The Gazette
- The July 27, 2005, front page of The Gazette
- Type: Daily newspaper
- Format: Broadsheet
- Owner: Adams MultiMedia
- Editor: Zack Kucharski
- Founded: 1883 (143 years ago)
- Language: English
- Headquarters: 116 3rd St Southeast Cedar Rapids, Iowa 52401 United States
- Circulation: 32,616 Daily 35,975 Saturday 37,860 Sunday (as of 2019)
- ISSN: 1066-0291
- Website: www.thegazette.com

= The Gazette (Cedar Rapids, Iowa) =

Daily print newspaper in Cedar Rapids, Iowa

The Gazette is an online newspaper that is published three times a week in Cedar Rapids, Iowa. The newspaper is distributed throughout northeastern and east-central Iowa, including the Cedar Rapids and Iowa City metropolitan areas.

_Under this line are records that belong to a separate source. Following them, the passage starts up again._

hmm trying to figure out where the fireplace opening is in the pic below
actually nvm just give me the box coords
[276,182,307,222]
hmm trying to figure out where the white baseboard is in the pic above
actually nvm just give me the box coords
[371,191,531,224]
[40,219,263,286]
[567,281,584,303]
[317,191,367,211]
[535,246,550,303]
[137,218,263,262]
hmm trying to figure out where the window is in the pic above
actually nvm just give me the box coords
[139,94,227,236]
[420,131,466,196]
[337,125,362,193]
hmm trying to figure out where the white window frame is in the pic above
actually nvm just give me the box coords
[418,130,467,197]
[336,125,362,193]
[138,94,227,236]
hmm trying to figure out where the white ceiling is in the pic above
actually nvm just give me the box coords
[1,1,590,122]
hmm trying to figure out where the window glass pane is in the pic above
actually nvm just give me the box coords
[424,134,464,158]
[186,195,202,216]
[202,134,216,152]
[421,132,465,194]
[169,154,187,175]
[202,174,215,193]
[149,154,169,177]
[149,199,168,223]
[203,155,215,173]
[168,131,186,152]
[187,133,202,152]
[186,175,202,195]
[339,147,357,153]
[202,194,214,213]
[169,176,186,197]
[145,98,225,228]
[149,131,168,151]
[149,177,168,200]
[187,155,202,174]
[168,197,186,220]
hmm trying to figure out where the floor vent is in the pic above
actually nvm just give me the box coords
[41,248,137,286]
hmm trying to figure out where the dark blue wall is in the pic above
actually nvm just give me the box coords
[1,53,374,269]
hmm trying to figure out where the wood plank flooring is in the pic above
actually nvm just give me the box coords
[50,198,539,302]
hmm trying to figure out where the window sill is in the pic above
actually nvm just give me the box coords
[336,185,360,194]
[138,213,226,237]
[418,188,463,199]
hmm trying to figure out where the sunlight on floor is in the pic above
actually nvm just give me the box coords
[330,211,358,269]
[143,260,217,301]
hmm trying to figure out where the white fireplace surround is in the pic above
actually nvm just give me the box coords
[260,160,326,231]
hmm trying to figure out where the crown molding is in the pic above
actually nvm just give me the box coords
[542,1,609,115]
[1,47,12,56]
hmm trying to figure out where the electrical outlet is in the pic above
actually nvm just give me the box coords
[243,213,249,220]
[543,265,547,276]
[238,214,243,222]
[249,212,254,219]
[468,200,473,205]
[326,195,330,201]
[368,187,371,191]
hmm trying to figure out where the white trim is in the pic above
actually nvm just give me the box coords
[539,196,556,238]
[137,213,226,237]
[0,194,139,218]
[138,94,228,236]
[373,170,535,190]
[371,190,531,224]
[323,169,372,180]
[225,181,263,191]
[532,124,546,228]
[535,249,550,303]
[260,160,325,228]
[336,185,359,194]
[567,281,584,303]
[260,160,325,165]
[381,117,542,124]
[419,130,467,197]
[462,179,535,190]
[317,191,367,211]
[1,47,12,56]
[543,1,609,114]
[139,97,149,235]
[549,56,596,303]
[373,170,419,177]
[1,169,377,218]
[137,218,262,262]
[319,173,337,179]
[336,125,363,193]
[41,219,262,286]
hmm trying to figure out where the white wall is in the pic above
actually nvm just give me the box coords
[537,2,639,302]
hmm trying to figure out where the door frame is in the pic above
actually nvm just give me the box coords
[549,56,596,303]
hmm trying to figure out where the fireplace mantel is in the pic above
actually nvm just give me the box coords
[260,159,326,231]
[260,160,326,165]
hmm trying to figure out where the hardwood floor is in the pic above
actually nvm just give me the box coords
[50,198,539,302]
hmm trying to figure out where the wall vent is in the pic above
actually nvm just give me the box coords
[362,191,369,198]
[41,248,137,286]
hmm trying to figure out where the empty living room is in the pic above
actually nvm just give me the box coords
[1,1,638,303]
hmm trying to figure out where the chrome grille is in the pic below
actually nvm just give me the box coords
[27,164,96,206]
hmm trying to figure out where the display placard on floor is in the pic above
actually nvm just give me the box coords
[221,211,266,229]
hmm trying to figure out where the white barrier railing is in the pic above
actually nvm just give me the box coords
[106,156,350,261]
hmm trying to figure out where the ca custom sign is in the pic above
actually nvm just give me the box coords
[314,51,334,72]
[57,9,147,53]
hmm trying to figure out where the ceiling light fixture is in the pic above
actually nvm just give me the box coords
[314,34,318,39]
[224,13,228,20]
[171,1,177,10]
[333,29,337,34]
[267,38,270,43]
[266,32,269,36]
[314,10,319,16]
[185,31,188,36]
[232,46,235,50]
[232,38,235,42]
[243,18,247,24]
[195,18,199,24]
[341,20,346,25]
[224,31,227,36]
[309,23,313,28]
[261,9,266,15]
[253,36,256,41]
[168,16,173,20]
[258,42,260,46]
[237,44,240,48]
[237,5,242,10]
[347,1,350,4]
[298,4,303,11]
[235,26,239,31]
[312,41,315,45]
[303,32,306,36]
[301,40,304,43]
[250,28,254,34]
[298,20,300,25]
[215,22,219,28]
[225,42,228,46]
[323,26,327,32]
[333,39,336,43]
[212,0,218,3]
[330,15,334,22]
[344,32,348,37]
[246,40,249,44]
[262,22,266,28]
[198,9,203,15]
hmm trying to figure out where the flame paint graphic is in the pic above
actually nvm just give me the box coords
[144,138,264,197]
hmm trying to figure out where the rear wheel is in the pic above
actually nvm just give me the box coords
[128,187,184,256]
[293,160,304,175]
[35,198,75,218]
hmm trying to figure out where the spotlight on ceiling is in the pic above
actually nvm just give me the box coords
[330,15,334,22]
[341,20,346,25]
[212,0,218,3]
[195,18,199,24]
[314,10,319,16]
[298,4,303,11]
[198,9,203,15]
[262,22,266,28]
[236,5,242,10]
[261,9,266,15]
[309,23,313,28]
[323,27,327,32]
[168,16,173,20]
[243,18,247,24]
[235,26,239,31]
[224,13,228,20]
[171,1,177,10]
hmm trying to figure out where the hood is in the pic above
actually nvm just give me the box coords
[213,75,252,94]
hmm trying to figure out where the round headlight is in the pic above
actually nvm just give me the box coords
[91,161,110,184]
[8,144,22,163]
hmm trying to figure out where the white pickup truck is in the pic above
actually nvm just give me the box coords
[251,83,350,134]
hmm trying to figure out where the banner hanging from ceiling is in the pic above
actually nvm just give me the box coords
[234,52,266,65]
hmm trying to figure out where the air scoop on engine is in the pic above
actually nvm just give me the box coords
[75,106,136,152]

It was formerly called The Cedar Rapids Gazette. As of September 2019, The Gazette has a circulation of 32,616 for the daily edition and 37,860 for the Sunday edition.

== History ==
The Evening Gazette was first published on January 10, 1883. The paper was co-founded by Lucian H. Post and Elbridge T. Otis. In March 1884, the paper was sold to Clarence Miller and Fred Faulkes. Their descendants would run the paper for the next century.

In 1927, the Gazette bought The Republican and changed its name to The Evening Gazette and Republican. The name was changed again in 1932 to Cedar Rapids Gazette. The word "The" was added to the name in 1936. That same year the paper won a Pulitzer Prize for its reporting on corruption in state government related to illegal gambling and liquor sales.

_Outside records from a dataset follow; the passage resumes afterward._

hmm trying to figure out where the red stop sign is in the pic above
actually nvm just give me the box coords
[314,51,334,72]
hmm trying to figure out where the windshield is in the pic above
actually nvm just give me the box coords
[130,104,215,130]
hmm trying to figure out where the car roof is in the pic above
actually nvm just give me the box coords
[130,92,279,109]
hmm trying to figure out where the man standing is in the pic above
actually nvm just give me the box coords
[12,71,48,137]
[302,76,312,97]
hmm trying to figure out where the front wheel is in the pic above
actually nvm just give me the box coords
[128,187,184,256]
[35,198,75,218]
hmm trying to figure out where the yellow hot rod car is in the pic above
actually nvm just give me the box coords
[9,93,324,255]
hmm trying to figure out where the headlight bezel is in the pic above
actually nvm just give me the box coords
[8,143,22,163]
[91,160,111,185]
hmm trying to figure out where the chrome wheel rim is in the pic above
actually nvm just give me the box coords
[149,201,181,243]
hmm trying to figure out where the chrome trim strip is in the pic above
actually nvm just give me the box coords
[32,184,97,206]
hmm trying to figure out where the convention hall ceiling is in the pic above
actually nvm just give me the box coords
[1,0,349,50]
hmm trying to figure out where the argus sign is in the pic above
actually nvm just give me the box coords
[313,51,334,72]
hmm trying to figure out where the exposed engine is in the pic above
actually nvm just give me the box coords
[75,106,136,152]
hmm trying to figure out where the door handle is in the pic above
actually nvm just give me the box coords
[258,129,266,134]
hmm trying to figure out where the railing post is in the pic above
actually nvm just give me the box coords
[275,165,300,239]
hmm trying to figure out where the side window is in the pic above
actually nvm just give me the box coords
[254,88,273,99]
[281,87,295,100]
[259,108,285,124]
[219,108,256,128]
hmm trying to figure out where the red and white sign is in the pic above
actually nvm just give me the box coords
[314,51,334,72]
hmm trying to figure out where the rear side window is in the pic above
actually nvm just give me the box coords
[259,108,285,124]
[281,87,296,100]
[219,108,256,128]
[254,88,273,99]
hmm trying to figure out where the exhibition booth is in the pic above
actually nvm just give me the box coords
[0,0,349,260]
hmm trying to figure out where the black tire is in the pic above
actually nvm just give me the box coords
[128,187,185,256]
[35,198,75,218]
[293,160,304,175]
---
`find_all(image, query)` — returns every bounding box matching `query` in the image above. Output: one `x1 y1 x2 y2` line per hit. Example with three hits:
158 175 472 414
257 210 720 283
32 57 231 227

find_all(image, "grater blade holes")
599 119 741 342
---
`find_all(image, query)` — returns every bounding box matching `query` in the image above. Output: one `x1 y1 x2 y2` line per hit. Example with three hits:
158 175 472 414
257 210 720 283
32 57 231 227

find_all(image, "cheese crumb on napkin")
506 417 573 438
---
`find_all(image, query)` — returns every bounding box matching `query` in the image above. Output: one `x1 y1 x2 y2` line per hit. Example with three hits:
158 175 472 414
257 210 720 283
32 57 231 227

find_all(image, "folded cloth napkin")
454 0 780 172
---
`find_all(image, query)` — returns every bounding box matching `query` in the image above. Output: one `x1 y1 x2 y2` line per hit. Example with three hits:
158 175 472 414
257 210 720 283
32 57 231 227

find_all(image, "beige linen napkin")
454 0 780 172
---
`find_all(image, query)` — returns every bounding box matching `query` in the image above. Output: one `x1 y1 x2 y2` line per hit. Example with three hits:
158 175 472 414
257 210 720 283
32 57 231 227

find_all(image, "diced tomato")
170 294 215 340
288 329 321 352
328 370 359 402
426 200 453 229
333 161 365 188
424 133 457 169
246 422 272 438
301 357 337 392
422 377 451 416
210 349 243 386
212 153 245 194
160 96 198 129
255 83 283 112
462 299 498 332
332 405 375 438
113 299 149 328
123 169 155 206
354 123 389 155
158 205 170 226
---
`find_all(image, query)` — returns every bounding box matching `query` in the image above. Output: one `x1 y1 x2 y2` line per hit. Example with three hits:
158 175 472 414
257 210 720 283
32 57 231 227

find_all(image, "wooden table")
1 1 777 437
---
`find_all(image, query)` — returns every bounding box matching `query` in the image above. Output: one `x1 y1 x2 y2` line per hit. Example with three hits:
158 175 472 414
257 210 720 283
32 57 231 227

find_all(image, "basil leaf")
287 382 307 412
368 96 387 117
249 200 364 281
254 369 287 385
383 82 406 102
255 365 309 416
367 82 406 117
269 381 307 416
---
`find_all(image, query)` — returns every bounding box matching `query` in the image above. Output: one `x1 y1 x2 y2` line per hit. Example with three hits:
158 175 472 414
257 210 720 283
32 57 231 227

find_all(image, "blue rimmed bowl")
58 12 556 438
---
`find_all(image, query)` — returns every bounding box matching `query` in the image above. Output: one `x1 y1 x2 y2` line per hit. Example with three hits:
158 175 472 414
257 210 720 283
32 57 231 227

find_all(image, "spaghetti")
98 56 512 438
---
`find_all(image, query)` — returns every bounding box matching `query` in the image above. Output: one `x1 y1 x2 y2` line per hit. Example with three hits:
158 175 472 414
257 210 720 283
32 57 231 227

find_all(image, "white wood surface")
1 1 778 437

In 1979, the paper's name was changed to The Gazette.

In 1982, Tom Ecker first published his rebus word puzzles called Wuzzles in The Gazette. Using the name Tom Underwood, Ecker eventually became syndicated with his puzzles appearing around the world. Ecker stopped creating Wuzzles in 2024, after 30,000 of them, and King Features Syndicate now distributes reruns.

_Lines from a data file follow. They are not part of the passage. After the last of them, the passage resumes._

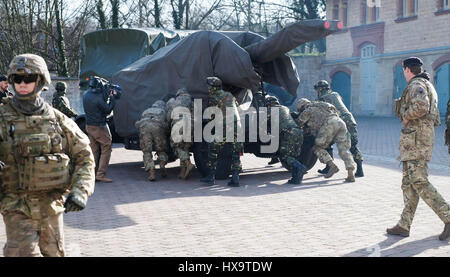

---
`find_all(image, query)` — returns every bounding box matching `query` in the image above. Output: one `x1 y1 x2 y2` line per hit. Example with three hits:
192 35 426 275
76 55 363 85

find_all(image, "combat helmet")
7 54 51 99
296 98 311 112
176 88 191 98
206 77 222 89
313 80 330 90
265 96 280 107
152 100 166 108
55 81 67 91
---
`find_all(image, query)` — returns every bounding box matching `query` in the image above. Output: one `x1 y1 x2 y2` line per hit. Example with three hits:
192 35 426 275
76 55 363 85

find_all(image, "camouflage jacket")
397 73 440 161
0 99 95 216
167 95 193 127
135 106 169 131
319 90 356 126
52 91 78 118
207 89 241 135
296 101 339 136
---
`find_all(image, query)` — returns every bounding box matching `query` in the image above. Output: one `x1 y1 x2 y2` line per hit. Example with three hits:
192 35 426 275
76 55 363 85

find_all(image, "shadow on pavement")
343 234 449 257
64 160 350 231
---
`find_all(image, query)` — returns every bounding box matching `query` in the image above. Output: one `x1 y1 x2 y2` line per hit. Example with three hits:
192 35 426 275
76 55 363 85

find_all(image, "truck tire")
193 142 232 180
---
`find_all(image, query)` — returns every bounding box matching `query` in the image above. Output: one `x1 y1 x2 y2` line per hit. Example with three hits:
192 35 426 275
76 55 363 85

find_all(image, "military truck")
77 20 342 179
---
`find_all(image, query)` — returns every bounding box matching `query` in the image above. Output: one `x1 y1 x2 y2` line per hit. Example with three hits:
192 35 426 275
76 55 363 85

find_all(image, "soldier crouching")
0 54 95 257
167 88 195 180
295 98 355 182
135 100 170 181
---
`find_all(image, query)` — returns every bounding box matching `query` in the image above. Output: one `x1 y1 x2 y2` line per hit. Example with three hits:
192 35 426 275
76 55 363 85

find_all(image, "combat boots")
228 171 240 187
148 169 156 182
355 159 364 177
324 161 339 179
345 169 355 183
159 161 168 178
386 225 410 237
439 223 450 241
200 170 216 186
318 165 330 174
288 161 307 184
178 163 186 179
318 149 333 174
182 160 195 179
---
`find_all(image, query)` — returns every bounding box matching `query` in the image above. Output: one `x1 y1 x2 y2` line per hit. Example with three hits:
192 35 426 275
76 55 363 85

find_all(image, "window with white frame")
402 0 418 17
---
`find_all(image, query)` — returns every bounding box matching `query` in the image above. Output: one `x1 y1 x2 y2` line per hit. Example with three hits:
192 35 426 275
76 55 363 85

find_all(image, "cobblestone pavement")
0 117 449 257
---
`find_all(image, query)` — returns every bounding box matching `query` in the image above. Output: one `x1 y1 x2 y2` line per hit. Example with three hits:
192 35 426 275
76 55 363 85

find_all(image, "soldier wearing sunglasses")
0 54 95 257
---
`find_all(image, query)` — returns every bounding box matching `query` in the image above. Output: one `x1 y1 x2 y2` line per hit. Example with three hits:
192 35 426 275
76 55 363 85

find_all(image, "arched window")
361 44 376 59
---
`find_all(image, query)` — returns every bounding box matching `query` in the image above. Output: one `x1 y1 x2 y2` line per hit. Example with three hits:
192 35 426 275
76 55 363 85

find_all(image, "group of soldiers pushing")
135 76 366 187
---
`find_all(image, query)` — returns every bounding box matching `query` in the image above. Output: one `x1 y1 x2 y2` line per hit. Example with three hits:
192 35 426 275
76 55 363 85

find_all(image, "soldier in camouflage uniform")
0 74 13 104
265 96 308 184
296 98 355 182
315 80 364 177
135 100 170 181
200 77 243 187
446 100 450 154
388 57 450 240
52 81 78 118
167 88 195 180
0 54 95 256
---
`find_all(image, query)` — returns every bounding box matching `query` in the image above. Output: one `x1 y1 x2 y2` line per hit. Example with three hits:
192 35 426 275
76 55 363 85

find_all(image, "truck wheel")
299 134 318 170
193 142 232 180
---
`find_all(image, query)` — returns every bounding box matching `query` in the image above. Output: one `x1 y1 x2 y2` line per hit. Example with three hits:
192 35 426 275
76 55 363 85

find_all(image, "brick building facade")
321 0 450 116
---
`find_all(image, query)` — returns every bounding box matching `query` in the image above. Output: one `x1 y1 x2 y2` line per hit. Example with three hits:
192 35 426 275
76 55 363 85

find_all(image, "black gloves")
64 190 87 213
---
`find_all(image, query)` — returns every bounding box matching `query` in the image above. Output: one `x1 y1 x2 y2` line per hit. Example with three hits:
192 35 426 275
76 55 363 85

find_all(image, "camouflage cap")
206 77 222 88
296 98 311 112
314 80 330 90
55 81 67 91
152 100 166 108
176 88 190 98
265 96 280 106
7 54 51 85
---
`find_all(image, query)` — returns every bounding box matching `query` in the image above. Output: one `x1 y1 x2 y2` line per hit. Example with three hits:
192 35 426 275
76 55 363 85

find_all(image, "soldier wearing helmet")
295 98 356 182
314 80 364 178
200 77 243 187
167 88 195 180
265 96 307 184
0 74 13 104
0 54 95 257
52 81 78 118
136 100 170 181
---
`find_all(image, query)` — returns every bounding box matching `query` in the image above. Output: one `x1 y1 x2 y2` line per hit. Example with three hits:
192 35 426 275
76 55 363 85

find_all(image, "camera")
88 76 122 100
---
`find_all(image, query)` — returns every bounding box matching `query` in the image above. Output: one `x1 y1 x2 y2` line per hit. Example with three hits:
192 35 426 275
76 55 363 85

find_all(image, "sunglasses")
12 74 38 84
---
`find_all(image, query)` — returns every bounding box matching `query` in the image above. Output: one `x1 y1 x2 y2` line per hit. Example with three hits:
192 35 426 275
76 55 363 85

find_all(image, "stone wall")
291 55 327 103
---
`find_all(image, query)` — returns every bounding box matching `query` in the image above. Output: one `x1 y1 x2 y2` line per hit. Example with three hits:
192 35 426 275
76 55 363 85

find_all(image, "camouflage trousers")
279 127 303 170
397 160 450 231
170 119 193 162
347 123 364 162
313 117 355 170
138 124 169 171
2 211 65 257
207 140 243 172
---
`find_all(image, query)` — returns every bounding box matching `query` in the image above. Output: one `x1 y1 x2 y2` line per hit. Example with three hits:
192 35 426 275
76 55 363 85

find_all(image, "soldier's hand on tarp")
64 191 87 213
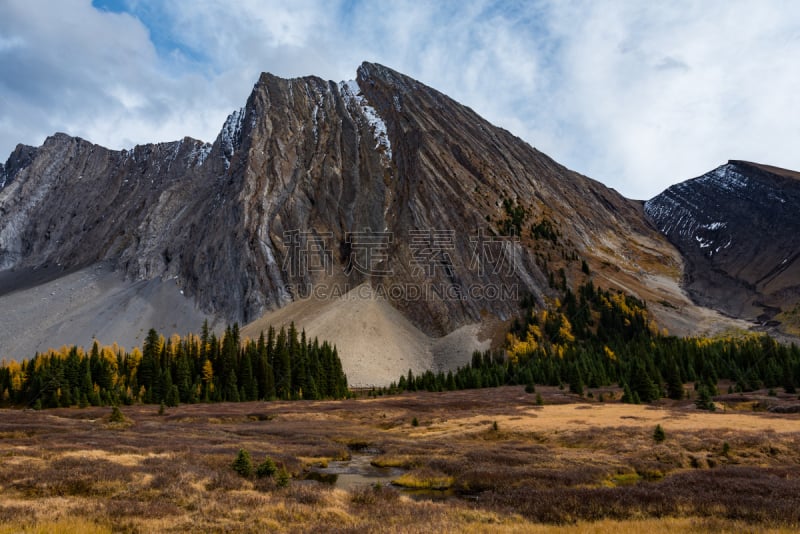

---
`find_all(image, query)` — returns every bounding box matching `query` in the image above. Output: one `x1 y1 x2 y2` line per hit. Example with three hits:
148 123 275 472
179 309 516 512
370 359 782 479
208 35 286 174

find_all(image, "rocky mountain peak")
728 160 800 182
0 62 684 338
645 161 800 329
1 143 38 190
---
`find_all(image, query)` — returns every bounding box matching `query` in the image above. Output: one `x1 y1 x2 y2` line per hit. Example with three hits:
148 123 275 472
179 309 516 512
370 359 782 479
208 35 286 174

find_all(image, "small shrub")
110 406 125 423
492 421 499 432
536 393 544 405
158 402 165 416
525 383 536 394
256 456 277 478
768 388 777 397
722 441 731 457
276 466 290 488
411 417 419 427
653 424 666 443
232 449 253 478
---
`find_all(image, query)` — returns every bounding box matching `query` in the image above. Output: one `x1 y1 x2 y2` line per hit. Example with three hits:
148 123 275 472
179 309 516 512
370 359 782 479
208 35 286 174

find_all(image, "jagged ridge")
0 62 681 340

In 1986, The Gazette Company formed an employee stock ownership plan which purchased about 38% of outstanding stock. The company became 100% employee owned in 2012 and was renamed to Folience in 2017.

In January 2025, the newspaper announced it will cut back the number of print edition days from seven to three a week on Wednesdays, Saturdays and Sundays. In November 2025, Folience sold The Gazette and 11 other community newspapers to Adams MultiMedia.

==TV and radio==
The Gazette Company owned KCRG-TV (the call letters stand for "Cedar Rapids Gazette") until selling it to Gray Television, with the transfer being completed on October 1, 2015. The company also owned KCRG radio (1600 AM) until selling the station to the owners of another local broadcaster, KZIA FM 102.9. The sale was completed on October 31, 2006, with the radio station's call letters changing to KGYM as a result. SourceMedia Group also owned Decisionmark, which runs the TitanTV website, until selling it to a syndicate led by Turnstone Capital and Capitol Broadcasting Company.